The Paradox of Exceptionalism: Setting Priorities Straight
Surgical innovation is exponentially accelerating. Prabhu and Rosen describe the phenomenon of rural hospitals and surgeons in the United States increasingly adopting and demanding surgical robots.1 Given the high costs associated with robotic surgery, they rightly mention the tense balance between “constant financial pressure juxtaposed against unsustainable health care spending, until the so-called bubble finally bursts.“1
The United States is the single-largest health care spender in the world, spending nearly four trillion US dollars on health (over US$10,000 per capita) each year, at least double that per capita of most European countries. Meanwhile, life expectancy and health metrics in the United States trail other high-income and many upper-middle-income countries. This paradox is well-known and is in part because a quarter of health care spending in the United States, nearly one trillion US dollars, is wasted each year. In comparison, Costa Rica spends <US$1000 per capita on health care each year yet its population has a higher life expectancy than Americans.

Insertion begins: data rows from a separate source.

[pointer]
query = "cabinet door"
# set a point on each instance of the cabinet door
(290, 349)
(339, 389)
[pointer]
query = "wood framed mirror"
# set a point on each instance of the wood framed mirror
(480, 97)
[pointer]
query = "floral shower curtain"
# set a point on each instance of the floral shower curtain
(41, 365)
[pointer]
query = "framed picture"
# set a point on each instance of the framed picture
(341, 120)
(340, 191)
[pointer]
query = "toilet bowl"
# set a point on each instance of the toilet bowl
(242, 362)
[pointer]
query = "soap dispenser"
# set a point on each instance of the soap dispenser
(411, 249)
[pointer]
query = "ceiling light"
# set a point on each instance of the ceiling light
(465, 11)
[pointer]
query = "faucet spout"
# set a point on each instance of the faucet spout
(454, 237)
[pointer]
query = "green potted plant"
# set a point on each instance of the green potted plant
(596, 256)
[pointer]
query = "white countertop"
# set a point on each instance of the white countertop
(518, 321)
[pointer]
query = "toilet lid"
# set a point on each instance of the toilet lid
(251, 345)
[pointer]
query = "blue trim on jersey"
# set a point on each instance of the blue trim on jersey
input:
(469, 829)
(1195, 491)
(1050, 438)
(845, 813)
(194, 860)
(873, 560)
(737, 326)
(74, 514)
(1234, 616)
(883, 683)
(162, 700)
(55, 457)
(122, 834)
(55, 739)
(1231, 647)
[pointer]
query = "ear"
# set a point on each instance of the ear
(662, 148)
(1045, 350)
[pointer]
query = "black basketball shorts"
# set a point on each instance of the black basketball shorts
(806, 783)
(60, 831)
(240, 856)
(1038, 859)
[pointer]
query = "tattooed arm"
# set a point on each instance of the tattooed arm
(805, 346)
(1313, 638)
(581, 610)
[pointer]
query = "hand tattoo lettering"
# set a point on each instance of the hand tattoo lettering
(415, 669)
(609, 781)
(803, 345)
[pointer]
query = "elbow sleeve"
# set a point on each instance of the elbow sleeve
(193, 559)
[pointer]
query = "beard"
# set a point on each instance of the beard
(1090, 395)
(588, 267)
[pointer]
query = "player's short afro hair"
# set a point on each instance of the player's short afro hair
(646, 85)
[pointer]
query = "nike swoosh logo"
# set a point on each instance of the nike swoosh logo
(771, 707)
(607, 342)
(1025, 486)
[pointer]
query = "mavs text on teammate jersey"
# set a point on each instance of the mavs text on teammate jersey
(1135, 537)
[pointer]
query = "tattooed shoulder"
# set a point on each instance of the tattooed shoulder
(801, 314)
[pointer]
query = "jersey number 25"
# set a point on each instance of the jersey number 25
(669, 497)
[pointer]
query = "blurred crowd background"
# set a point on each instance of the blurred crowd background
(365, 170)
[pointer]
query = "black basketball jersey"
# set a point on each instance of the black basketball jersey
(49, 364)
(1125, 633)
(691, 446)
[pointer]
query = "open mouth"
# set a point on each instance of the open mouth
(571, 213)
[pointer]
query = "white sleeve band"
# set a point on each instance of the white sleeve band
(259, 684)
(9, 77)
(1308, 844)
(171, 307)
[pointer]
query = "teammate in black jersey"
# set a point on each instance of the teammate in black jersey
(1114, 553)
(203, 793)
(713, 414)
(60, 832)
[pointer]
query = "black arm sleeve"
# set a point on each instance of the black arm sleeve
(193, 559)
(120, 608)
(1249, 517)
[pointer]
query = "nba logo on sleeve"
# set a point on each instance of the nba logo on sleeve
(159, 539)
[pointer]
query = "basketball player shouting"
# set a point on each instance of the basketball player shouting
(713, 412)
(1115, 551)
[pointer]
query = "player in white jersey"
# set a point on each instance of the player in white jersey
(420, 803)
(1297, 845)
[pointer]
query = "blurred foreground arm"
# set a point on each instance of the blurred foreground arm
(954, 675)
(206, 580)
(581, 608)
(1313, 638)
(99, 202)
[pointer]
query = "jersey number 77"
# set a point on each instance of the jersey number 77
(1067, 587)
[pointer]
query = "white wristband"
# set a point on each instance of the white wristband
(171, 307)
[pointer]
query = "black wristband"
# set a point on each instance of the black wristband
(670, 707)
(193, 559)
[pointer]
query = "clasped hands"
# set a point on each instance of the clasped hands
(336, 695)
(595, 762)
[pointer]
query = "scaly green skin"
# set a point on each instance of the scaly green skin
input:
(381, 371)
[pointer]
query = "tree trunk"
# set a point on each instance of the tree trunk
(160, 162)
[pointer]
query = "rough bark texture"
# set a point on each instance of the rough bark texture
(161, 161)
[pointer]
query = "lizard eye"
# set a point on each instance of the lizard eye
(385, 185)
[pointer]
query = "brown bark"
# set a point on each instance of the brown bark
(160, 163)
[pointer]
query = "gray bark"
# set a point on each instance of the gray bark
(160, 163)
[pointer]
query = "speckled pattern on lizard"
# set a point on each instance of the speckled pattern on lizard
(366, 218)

Moreover, that wasteful spending could provide free access to primary care for all low- and middle-income countries, or over six billion people worldwide.
Robotic surgery has its role in large tertiary and teaching hospitals where high volumes, shorter length of stays, and lower per-procedure costs can be achieved based on economies of scale and volume-outcome relationships. However, the pervasive, inefficient, and harmful trends observed in today’s health care “market” in the United States should remain a large concern in addition to the repercussions of direct-to-consumer marketing or attempts to attract surgeons to rural areas through unsustainable robotic expansions, which ultimately become a gimmick rather than a gift to rural populations. Unless we reprioritize the delivery of higher quality care at a reduced cost, robotic surgery will not deliver on its promises to better care for our patients.